= International High-Rise Award =

International architectural design award

The International High-Rise Award (Internationaler Hochhaus Preis) is an international award in architectural design. The award is bestowed to "a structure that combines exemplary sustainability, external shape and internal spatial quality, not to mention social aspects, to create a model design."

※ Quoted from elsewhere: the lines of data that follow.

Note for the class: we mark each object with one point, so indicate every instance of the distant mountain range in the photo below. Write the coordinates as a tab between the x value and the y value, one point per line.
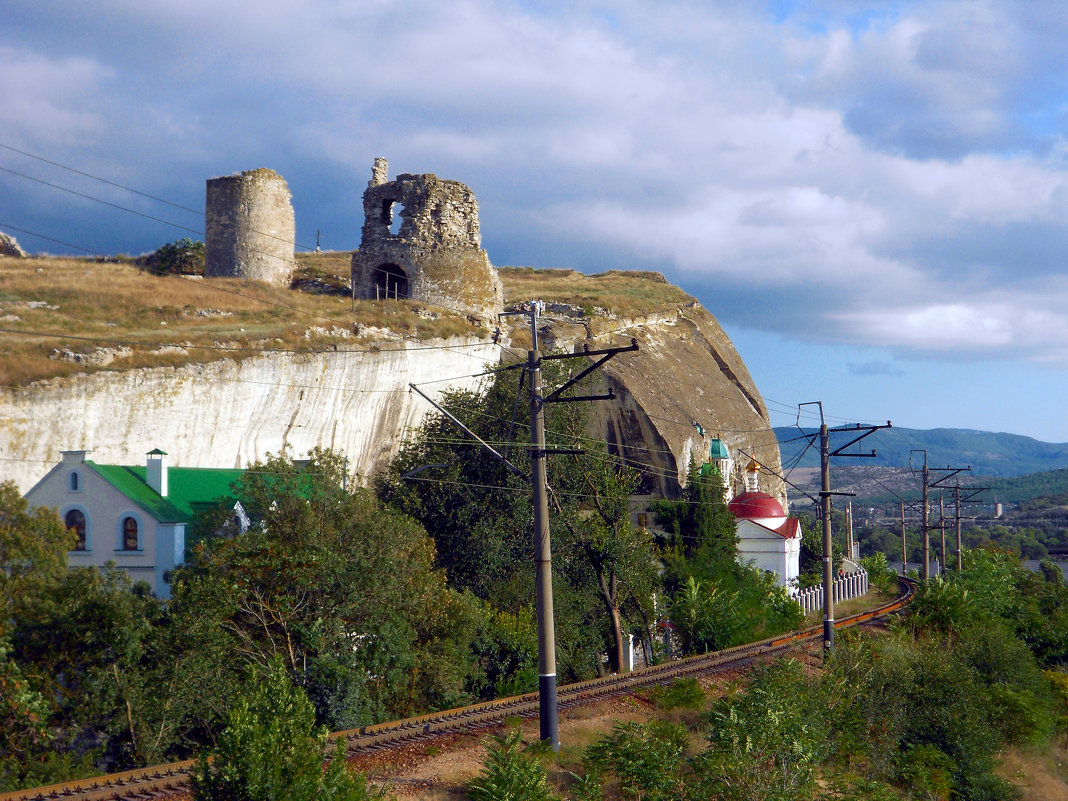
985	452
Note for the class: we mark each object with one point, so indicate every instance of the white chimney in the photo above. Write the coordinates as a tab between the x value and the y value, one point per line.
155	471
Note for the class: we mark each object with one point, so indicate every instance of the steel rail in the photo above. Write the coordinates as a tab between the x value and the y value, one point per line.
162	781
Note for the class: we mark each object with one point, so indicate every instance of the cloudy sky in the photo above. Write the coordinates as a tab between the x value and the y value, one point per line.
870	197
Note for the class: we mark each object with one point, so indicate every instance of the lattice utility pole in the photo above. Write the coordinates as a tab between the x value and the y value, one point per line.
928	485
905	555
825	495
973	491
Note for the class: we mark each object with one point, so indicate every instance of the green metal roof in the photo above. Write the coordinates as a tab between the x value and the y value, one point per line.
189	489
718	450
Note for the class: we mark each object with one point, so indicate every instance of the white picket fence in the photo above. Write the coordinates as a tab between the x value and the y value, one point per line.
850	585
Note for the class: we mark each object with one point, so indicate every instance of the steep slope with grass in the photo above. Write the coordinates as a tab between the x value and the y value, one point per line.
108	357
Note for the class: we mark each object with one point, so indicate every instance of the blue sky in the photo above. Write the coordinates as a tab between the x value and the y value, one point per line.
870	197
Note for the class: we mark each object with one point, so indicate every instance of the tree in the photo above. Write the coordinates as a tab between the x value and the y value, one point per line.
602	537
271	749
481	518
33	546
341	589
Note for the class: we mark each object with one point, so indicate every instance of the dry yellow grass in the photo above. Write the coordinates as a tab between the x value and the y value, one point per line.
85	308
55	310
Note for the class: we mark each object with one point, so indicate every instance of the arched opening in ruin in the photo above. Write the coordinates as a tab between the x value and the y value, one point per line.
394	218
391	282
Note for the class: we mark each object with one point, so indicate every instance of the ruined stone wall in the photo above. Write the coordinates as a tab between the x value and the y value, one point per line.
434	255
250	228
10	248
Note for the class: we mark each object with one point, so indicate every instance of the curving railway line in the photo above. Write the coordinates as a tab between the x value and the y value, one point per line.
163	781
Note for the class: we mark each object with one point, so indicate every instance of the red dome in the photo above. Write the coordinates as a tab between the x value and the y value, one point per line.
755	505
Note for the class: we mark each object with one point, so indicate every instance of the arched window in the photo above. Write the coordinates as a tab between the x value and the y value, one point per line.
76	520
391	281
129	534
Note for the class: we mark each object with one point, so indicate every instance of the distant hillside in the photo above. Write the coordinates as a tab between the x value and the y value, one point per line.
985	452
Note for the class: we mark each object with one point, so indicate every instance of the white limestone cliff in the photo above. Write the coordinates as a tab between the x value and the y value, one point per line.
230	413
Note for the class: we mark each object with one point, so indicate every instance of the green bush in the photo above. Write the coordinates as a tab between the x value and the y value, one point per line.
271	750
182	257
645	759
511	773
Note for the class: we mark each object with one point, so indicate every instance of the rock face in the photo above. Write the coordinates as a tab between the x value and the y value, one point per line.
685	387
434	254
10	248
230	413
250	228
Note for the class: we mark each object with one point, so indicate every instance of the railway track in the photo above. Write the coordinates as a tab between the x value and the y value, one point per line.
162	781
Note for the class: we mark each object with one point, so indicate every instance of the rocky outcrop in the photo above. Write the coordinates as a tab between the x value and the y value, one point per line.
10	248
684	387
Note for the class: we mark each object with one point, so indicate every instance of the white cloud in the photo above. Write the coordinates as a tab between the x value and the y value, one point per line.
45	98
883	159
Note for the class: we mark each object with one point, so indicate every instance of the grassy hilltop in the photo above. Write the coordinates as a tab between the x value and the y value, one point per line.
60	315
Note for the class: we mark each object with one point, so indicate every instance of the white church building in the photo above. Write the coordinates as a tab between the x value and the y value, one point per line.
767	535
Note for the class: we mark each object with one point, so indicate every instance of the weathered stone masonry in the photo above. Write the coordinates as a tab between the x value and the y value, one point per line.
250	228
434	255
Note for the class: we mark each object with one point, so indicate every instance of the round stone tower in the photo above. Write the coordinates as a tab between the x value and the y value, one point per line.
249	228
421	241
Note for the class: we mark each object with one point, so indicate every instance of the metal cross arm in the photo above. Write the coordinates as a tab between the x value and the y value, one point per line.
512	468
866	430
949	472
605	354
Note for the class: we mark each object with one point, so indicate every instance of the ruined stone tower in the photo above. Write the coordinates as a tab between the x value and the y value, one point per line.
421	241
249	228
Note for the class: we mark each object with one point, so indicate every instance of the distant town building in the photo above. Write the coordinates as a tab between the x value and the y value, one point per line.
135	517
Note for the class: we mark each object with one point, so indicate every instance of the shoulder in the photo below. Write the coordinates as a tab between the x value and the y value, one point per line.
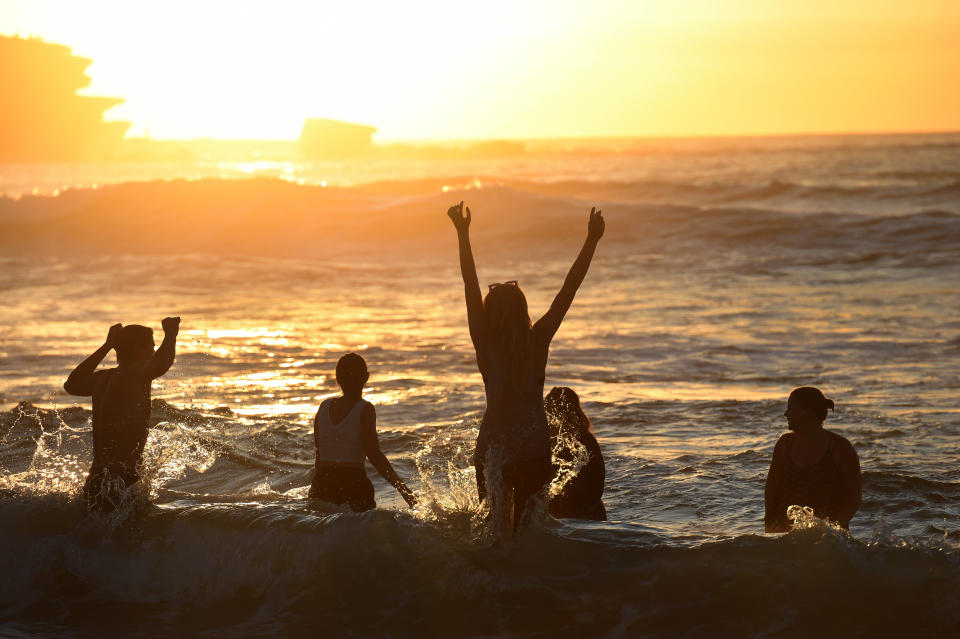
367	409
323	405
98	378
783	442
841	446
780	449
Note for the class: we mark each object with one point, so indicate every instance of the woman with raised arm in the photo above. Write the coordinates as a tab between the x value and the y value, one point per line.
512	456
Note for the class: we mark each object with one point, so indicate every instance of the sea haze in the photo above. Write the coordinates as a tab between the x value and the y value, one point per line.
731	272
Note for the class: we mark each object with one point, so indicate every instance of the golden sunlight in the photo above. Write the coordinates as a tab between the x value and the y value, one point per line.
440	70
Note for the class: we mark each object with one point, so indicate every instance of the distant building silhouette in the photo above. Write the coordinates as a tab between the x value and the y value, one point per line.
41	117
322	138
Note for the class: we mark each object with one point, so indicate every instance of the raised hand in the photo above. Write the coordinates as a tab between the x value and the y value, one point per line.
171	325
461	221
113	335
596	225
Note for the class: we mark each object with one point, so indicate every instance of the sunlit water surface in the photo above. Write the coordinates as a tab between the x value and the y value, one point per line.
728	276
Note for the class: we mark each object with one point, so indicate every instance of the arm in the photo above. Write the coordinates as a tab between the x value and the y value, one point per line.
162	359
775	516
80	381
371	446
547	326
849	464
471	285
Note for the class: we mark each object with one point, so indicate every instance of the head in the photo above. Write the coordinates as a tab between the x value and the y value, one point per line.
564	412
352	373
807	408
134	345
508	322
506	308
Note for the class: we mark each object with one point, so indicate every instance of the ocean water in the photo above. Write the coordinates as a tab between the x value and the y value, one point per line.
731	272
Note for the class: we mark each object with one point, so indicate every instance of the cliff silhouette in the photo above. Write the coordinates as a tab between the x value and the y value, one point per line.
42	119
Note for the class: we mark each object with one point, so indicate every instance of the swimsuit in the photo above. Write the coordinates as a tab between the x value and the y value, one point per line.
339	476
819	486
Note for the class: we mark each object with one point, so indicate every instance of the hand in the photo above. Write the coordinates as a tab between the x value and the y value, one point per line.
596	225
171	325
461	221
113	335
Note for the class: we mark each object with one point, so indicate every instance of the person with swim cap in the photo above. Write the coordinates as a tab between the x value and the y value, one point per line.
121	406
345	435
581	496
811	466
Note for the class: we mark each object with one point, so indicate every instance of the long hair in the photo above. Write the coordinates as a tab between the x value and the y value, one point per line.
508	324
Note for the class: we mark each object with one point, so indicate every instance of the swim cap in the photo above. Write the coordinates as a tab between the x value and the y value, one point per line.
813	399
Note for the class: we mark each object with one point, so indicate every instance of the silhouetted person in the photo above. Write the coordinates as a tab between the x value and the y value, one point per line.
345	435
121	406
811	466
514	441
581	496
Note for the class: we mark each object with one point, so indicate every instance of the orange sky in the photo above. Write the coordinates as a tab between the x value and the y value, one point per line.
446	69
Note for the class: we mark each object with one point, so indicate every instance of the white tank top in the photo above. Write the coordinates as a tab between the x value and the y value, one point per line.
339	443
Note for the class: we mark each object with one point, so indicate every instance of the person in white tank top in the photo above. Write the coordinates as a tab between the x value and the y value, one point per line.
345	435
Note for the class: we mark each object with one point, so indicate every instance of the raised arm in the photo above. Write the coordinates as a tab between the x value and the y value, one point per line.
162	359
371	446
775	516
849	464
471	285
547	326
80	380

Initiated in 2003 by the City of Frankfurt, German Architecture Museum and DekaBank it is granted in Frankfurt am Main every two years. The prize, a statuette by artist Thomas Demand and EUR 50,000 is awarded to the planners and developers jointly.

==Recipients==

| Year | Recipients | Image |
|---|---|---|
| 2024 | CapitaSpring, Singapore Architects: BIG, Carlo Ratti Developer: CapitaLand, Mitsubishi Estate |  |
| 2022 | Quay Quarter Tower, Sydney, Australia Architects: 3XN Developer: AMP Capital |  |
| 2020 | Norra Tornen, Stockholm, Sweden Architects: OMA Developer: Oscar Properties |  |
| 2018 | Torre Reforma, Mexico City, Mexico Architects: L. Benjamín Romano, Developer: Fondo Hexa |  |
| 2016 | VIA 57 West, New York City, United States Architects: Bjarke Ingels Group, Developer: The Durst Organization |  |
| 2014 | Bosco Verticale, Milan, Italy Architects: Stefano Boeri Architetti, Barreca & La Varra Developer: Hines Italia SGR S.p.A. |  |
| 2012 | 1 Bligh Street, Sydney, Australia Architects: Ingenhoven Architects, Architectus Developer: DEXUS |  |
| 2010 | The Met, Bangkok, Thailand Architects: WOHA, Singapore, Tandem Architects, Bangkok Client: Pebble Bay Thailand Co. Ltd., Singapore |  |
| 2008 | Hearst Tower, New York City, United States Architects: Foster and Partners, London Client: Hearst Corporation, New York |  |
| 2006 | Torre Agbar, Barcelona, Spain Architects: Ateliers Jean Nouvel, Paris, France, with B720, Fermin Vasquez, Barcelona, Spain Client: Layetana Developments, Barcelona, Spain |  |
| 2004 | Hoftoren, The Hague, Netherlands Architects: Kohn Pedersen Fox Associates PA, London Developer: ING Vastgoed, The Hague |  |

== Bibliography ==
- Michaela Busenkell (Hrsg.), Peter Cachola Schmal (Hrsg.): Best Highrises 2012/2013: Internationaler Hochhauspreis / The International Highrise Award 2012. Katalog zur Ausstellung im Deutschen Architekturmuseum Frankfurt am Main vom 17. November 2012 bis 13. Januar 2013. Edition Detail, München 2012, ISBN 978-3-920034-70-6.